Using swiftgalaxy without a halo catalogue

A helper class called swiftgalaxy.halo_finders.Standalone is provided so that the features of swiftgalaxy that aren’t directly tied to a halo catalogue (e.g. spherical and cylindrical coordinates, consistent coordinate frame, etc.) can be used when no supported halo catalogue is available.

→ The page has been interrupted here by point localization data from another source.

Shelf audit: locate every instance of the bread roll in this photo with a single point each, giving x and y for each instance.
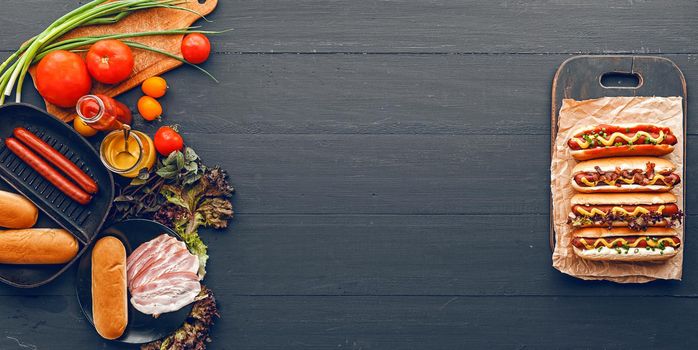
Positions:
(634, 255)
(37, 246)
(109, 305)
(623, 198)
(622, 151)
(16, 211)
(598, 232)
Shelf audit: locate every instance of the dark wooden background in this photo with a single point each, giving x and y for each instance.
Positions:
(391, 163)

Often the most pragmatic way to create a selection of particles using Standalone is to first select a spatial region guaranteed to contain the particles of interest and then create the final mask programatically using SWIFTGalaxy’s masking features. For example, suppose that you know that there is a galaxy with its centre at (2, 2, 2) Mpc and that you eventually want to select all particles in a spherical aperture 1 Mpc in radius around this point. Start with a cubic spatial mask enclosing this region:

from swiftgalaxy import SWIFTGalaxy, Standalone, MaskCollection
from swiftsimio import cosmo_array
import unyt as u

sg = SWIFTGalaxy(
    "my_snapshot.hdf5",
    Standalone(
        centre=cosmo_array([2.0, 2.0, 2.0], u.Mpc),
        velocity_centre=cosmo_array([0.0, 0.0, 0.0], u.km / u.s),
        spatial_offsets=cosmo_array([[-1.0, 1.0], [-1.0, 1.0], [-1.0, 1.0]], u.Mpc),
        extra_mask=None,  # we'll define the exact set of particles later
    )
)

You can next define the masks selecting particles in your desired spherical aperture, using SWIFTGalaxy’s convenient spherical coordinates feature, and store them in a MaskCollection:

mask_collection = MaskCollection(
    gas=sg.gas.spherical_coordinates.r < 1 * u.Mpc,
    dark_matter=sg.dark_matter.spherical_coordinates.r < 1 * u.Mpc,
    stars=sg.stars.spherical_coordinates.r < 1 * u.Mpc,
    black_holes=sg.black_holes.spherical_coordinates.r < 1 * u.Mpc,
)

Finally, apply the mask to the sg object:

sg.mask_particles(mask_collection)

You’re now ready to proceed with analysis of the particles in the 1 Mpc spherical aperture using this sg object.

Note

mask_particles() applies the masks in-place. The mask could also be applied with the __getattr__() method (i.e. in square brackets), but this returns a copy of the SWIFTGalaxy object. If memory efficiency is a concern, prefer the mask_particles() approach.